MAKALE
Hazırlayan: AHMET HAMDİ AYYILDIZ
Düzey: İlköğretim
Tarih: 2013
TEMBELLİK ADINA
Tembelliği bir hastalık olarak düşünürsek bu
hastalığın da bir nedeni ve sebebi vardır. Çünkü yaşadığımız bu hayatta her şey
sebepler üzerine kuruludur. Şimdinin sebebi biraz öncedir. Her hâdisin bir
muhdisi her fiilin bir fâili ve her eserin bir müessiri olmalıdır. Tembelliğin
de öncelikle birinci aşamada sebepleri tespit edilmelidir. İkinci aşamada bu
hastalığa reçete yazılmalı ve üçüncü aşamada da bu reçete uygulanmalıdır. Biz burada
hastalığın sebepleri ve reçetesinin tespiti üzerinde duracağız.
1) Başarısızlık ve tembelliğin başlıca sorunlarını şu
şekilde sıralayabiliriz:
2) Ruh sağlığı yerinde olmama ve “Ben Kimim?” sorusuna
cevap verememe,
3) Sebepsizlik, hedefsizlik ve rahatsız olmama,
4) Somut hedefler belirleyememe,
5) İsyandan/karamsarlıktan ve kararsızlıktan
kurtulamama,
6) Sıkıntıya odaklanma, ödüle odaklanamama,
7) Hedeflere ulaşmaya yardımcı olacak iç motivasyon ve
özgüven eksikliği,
8) Erteleme, üşenme, vazgeçme… İşi şansa bırakma,
9) Sorumluluklardan kaçma,
10) Bedel ödememe,
11) Umursamama/hayattan bezmişlik hali,
12) Aşk...
Tembelliğin ilk sorunu, kişinin ruh
sağlığının yerinde olmaması ve kendisini tanıyamamasıdır. Öncelikle ruh
sağlığının tanımını yapalım: Ruh sağlığı; insanın var oluşunun ve var oluş amacının
bilincinde olması, kendisini eksi ve artılarıyla tanıyabilmesive
kabullenebilmesi demektir. Biraz daha açarsak ruh sağlığı insanın var olan
diğer varlıklardan kendi var oluş farkını anlamasıdır. Örneğin her hangi bir
hayvan da vardır, bir insan da vardır. Bir köpek de vardır insan da, köpek de
acıkır insan da acıkır, o da insanlar gibi sabah kalkar rızık peşinde, koşar
nefes alır, tehlike anında canını korur, neslini devam ettirir, hoplar, zıplar,
oynar ve uyur… Bunları insanlar da yapar. Ancak insanın, yaratılışı itibariyle
diğer varlıklardan bir farkı olmalıdır.
İşte, insan ile köpek arasındaki en büyük fark budur: Ruh sağlığı, yani
var oluşun bilincinde olma, farkındalık… Ruh sağlığı yerinde olan kişi, kendisini
artı ve eksileriyle tanır, eksilerini kabullenir, yoluna artılarıyla devam
eder. Eksi(k)lerini giderip artılarını artırmak için çaba sarf eder. Buna en
güzel örnek sadece gövdesi ve başı olan Avusturyalı Nick Vujicic’dir. Bu adam
sadece gövdesi ve başı olmasına rağmen bugün dünyanın dört bir yanını dolaşıp
moral konferansları vererek birçok normal insandan çok daha fazla kazanır.

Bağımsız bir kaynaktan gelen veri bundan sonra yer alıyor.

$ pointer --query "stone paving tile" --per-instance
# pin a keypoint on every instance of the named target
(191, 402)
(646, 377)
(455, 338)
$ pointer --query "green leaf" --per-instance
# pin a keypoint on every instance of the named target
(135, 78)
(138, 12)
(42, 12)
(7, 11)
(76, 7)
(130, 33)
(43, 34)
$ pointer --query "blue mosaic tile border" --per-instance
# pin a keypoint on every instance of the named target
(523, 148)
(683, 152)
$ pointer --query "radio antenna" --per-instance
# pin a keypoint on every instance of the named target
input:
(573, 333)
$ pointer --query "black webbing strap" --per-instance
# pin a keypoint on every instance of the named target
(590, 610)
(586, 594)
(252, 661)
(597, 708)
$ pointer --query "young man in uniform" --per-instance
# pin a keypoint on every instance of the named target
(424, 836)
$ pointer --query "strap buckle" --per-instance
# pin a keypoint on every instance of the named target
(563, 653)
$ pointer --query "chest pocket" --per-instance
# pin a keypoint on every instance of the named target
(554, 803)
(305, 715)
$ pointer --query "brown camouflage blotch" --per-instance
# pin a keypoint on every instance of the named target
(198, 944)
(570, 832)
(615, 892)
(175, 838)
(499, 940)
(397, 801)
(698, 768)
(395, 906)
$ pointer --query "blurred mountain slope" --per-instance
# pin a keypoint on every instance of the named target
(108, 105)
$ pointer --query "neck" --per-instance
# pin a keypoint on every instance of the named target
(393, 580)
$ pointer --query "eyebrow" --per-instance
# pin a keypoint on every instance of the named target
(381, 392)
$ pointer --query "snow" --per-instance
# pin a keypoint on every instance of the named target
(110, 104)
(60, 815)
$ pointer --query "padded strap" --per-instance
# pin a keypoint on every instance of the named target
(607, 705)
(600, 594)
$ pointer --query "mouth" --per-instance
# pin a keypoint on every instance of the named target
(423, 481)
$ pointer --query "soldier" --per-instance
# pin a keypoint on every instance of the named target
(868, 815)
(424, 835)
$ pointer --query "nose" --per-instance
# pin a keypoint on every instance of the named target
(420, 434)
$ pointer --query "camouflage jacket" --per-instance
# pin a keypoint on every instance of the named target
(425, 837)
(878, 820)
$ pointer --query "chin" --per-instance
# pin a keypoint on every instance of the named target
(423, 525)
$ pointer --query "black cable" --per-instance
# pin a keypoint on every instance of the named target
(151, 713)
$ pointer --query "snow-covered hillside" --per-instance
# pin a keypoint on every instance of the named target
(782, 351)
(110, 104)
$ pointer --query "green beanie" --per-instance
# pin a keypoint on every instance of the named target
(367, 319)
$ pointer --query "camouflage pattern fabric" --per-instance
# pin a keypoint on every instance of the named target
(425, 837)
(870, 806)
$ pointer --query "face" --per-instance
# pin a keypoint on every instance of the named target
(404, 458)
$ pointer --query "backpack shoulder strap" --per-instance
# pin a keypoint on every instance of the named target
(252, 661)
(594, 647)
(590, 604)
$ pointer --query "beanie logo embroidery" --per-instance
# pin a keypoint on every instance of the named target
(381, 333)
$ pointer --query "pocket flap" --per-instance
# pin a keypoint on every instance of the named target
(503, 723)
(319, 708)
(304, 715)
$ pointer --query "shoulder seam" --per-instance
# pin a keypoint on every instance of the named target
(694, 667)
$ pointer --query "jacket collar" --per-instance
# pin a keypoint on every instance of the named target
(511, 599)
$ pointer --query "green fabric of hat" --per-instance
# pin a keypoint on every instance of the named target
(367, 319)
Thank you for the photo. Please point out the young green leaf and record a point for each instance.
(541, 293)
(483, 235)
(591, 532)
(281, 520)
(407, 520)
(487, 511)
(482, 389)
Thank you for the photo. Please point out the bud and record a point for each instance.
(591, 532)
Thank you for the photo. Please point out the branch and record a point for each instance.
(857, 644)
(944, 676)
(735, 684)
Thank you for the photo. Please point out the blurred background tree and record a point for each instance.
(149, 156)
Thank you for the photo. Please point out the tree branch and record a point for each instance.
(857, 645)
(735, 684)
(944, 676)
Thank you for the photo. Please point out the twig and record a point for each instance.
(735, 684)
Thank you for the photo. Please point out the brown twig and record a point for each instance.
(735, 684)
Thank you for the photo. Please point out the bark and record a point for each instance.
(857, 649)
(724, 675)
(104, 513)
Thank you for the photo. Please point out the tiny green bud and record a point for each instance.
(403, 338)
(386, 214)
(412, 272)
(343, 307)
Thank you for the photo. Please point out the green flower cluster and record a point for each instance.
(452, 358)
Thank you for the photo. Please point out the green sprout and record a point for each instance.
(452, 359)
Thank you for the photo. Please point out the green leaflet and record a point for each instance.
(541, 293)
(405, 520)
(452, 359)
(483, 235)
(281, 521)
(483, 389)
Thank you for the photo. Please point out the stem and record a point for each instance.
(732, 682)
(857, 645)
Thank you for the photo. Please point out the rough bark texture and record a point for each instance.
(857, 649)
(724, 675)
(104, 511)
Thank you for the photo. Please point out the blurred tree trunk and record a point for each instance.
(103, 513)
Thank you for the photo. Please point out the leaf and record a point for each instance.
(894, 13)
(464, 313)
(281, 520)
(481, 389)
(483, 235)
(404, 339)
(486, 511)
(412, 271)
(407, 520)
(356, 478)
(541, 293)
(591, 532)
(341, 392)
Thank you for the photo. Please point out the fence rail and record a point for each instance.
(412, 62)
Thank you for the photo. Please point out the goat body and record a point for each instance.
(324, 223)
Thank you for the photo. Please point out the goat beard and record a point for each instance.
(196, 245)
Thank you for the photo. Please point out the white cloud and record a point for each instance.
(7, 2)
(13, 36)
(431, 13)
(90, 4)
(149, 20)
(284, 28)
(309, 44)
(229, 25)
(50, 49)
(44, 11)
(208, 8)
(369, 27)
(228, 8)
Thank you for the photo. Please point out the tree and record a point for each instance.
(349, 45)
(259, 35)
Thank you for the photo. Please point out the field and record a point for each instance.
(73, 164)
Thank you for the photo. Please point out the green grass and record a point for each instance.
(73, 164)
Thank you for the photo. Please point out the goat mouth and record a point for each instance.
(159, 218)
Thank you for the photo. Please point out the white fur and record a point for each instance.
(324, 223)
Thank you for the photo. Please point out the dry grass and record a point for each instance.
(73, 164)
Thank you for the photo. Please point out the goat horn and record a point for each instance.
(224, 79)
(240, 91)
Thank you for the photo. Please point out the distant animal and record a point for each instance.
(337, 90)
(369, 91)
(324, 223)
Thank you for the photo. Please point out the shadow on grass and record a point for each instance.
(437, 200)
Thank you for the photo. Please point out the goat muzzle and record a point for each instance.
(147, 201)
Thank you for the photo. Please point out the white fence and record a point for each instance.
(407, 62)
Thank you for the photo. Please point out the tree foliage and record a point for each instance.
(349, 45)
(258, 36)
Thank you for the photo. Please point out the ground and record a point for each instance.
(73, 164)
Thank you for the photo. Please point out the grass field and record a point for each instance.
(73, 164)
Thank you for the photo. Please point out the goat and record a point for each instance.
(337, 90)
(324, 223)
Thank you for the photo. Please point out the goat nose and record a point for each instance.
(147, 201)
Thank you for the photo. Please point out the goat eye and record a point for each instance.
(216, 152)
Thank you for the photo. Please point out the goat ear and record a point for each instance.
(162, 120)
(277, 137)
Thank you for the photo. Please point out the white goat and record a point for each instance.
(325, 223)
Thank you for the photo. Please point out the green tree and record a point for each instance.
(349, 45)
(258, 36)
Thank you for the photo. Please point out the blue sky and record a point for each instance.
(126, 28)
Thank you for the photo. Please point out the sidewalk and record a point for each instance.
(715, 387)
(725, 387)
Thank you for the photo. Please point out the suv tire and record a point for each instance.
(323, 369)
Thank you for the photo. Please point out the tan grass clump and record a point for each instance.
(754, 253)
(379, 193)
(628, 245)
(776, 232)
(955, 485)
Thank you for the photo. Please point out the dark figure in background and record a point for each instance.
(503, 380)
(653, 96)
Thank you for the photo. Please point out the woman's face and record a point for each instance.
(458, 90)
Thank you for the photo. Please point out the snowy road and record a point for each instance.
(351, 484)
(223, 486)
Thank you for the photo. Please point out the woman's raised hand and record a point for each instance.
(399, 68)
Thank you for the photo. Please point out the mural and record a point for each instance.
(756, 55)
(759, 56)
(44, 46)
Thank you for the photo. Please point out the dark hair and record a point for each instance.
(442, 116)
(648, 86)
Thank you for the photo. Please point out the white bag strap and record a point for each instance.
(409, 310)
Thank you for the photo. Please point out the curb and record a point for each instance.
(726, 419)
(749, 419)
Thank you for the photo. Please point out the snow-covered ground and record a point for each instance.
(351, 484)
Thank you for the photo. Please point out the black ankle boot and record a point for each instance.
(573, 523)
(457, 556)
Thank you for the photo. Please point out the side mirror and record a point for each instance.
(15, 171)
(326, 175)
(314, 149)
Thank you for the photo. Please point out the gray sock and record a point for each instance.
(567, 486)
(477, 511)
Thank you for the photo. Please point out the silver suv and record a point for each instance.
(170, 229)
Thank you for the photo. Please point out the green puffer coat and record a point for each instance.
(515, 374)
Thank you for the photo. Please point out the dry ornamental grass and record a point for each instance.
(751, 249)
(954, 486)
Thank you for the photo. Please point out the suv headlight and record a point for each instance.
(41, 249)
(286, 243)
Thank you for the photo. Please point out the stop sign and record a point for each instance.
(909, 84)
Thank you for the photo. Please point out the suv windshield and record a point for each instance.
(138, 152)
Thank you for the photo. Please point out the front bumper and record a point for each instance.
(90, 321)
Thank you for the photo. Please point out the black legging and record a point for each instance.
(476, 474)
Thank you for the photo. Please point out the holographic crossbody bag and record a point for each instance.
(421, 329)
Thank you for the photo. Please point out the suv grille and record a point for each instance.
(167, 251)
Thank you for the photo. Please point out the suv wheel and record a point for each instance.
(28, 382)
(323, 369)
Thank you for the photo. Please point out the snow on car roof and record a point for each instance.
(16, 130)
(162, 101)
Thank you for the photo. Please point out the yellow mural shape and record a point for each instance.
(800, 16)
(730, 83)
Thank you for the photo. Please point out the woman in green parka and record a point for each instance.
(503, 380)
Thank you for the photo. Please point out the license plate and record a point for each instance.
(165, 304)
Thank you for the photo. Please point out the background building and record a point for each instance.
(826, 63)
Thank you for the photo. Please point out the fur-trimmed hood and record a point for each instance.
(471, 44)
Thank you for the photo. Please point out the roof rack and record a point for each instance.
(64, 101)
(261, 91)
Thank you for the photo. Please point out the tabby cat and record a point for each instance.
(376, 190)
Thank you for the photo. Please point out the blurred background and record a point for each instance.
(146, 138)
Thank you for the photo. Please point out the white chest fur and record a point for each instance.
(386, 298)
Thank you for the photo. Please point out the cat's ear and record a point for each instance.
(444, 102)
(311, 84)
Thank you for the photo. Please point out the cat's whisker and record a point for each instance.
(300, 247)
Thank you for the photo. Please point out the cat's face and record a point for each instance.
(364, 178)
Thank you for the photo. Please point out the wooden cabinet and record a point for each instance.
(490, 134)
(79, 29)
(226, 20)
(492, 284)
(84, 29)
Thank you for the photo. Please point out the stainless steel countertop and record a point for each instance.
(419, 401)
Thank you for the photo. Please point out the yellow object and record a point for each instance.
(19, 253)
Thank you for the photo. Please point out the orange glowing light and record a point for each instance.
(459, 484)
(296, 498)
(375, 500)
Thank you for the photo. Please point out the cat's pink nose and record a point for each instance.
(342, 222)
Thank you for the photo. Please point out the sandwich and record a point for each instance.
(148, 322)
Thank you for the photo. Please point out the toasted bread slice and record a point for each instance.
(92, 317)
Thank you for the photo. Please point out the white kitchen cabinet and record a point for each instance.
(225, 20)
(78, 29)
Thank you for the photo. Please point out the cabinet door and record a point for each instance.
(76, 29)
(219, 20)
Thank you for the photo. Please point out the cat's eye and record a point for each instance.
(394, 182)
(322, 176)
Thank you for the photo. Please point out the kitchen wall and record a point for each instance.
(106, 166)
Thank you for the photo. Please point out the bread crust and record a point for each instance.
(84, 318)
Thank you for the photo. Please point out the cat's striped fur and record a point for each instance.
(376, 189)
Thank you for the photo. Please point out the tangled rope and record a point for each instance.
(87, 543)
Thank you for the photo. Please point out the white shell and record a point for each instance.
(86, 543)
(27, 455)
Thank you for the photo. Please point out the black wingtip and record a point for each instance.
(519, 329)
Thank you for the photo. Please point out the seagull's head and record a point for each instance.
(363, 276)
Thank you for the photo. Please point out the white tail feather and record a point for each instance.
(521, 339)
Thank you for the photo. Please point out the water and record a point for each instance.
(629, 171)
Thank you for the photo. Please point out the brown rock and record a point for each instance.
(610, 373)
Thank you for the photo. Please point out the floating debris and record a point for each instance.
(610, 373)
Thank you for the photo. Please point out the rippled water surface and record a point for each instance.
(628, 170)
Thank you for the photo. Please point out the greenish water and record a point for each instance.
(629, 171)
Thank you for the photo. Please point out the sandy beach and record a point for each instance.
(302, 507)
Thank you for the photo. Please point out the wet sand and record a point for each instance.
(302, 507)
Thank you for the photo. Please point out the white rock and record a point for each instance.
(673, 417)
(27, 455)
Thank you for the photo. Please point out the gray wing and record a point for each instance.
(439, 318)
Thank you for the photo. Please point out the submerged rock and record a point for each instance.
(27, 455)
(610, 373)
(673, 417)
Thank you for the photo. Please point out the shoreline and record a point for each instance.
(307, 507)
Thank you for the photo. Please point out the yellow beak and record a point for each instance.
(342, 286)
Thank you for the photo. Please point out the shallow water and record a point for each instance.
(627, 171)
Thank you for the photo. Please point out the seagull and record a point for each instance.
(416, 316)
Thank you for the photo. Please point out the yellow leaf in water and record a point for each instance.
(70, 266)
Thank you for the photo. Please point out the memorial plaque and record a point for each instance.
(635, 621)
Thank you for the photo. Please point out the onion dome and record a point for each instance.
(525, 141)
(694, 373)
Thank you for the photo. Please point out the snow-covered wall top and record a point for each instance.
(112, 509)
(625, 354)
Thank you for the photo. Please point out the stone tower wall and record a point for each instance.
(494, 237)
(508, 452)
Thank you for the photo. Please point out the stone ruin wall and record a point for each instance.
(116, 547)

Kolları ve bacakları olmamasına rağmen ruh sağlığı yerindedir. Çünkü kendini
eksileriyle, eksikleriyle kabullenmiş ve hayata pozitif bir şekilde
bakabilmiştir
Kendimizi tanıyabilmek için “Ben kimim?”
sorusunu adil ve tarafsız bir şekilde cevaplamalı, bu sorunun cevabını
araştırmalıyız. “Nasıl gözükmek istiyorum, nasıl biri olmak
istiyorum?”sorularını değil, “Nasılım?” “Şu an ben nasılım?” sorularını
sormalıyız. Elimizdeki artı ve eksileri tespit ettikten sonra hedefe ulaşmak
için sisteme ekleme, çıkarmalar yaparak hareket etmeliyiz. Sonuç olarak
kendimizi olduğumuz gibi tanımalı, eksiklerimizi kabullenmeli ve
elimizdekilerle en iyi şekilde yola devam edebilmeliyiz. Bu şekilde tembelliğin
bir engelini aşmış oluruz.
Diğer sorunumuz bir şeyler için sebebe, bir
hedefe sahip olmama ve bir şeylerden rahatsız olmamadır. İnsanın dünyaya bile
bir geliş amacı vardır. Kişi çalışmak için bir sebebe yani bir hedefe ihtiyaç
duyar. Ayrıca, insanın harekete geçmesi için bir şeylerden rahatsız olması
gerekir. Ancak rahatsız olan insan harekete geçer çünkü bir sebebe ve hedefe
sahiptir. Durumundan memnun olan, hedefi olmayan ve umursamayan kimse sabahın
beşinde kalkmaz. Hatta kılını bile kıpırdatmaz. Tıpkı aç olmayan kimsenin yemek
için çaba sarf etmemesi gibi… Bizler de tembelliği yenmemiz için öncelikle
gerçekçi hedeflere sahip olmalı, bir şeylerden rahatsız olmalı ve bu konuda
çaba sarf etmeliyiz. Ulaşabileceğimiz günlük ve uzun vadeli hedefler
koymalıyız.
Diğer sorunumuz kişilerin somut ve gerçekçi
hedeflere sahip olmamasıdır. Hedef seçerken dünyayı kurtaracağım, çok para
kazanacağım, bilim adamı olacağım, başarılı olacağım gibi hangi yönde ve
nasıllığı belirli olmayan, gerçekten uzak hedefler koymamaya dikkat etmeli ve
ulaşabileceğimiz hedeflere yönelmeliyiz. Hangi dalda bilim adamı olmak ya da
hangi mesleği yapmak istediğimize karar vermeli, zengin olmanın nasıl olacağını
belirlemeli, hangi yönde ilerlemek istediğimizin bilincinde olmalı ve neyi
başarmak istediğimizi daha somut ve gerçekçi bir şekilde ortaya koymalıyız.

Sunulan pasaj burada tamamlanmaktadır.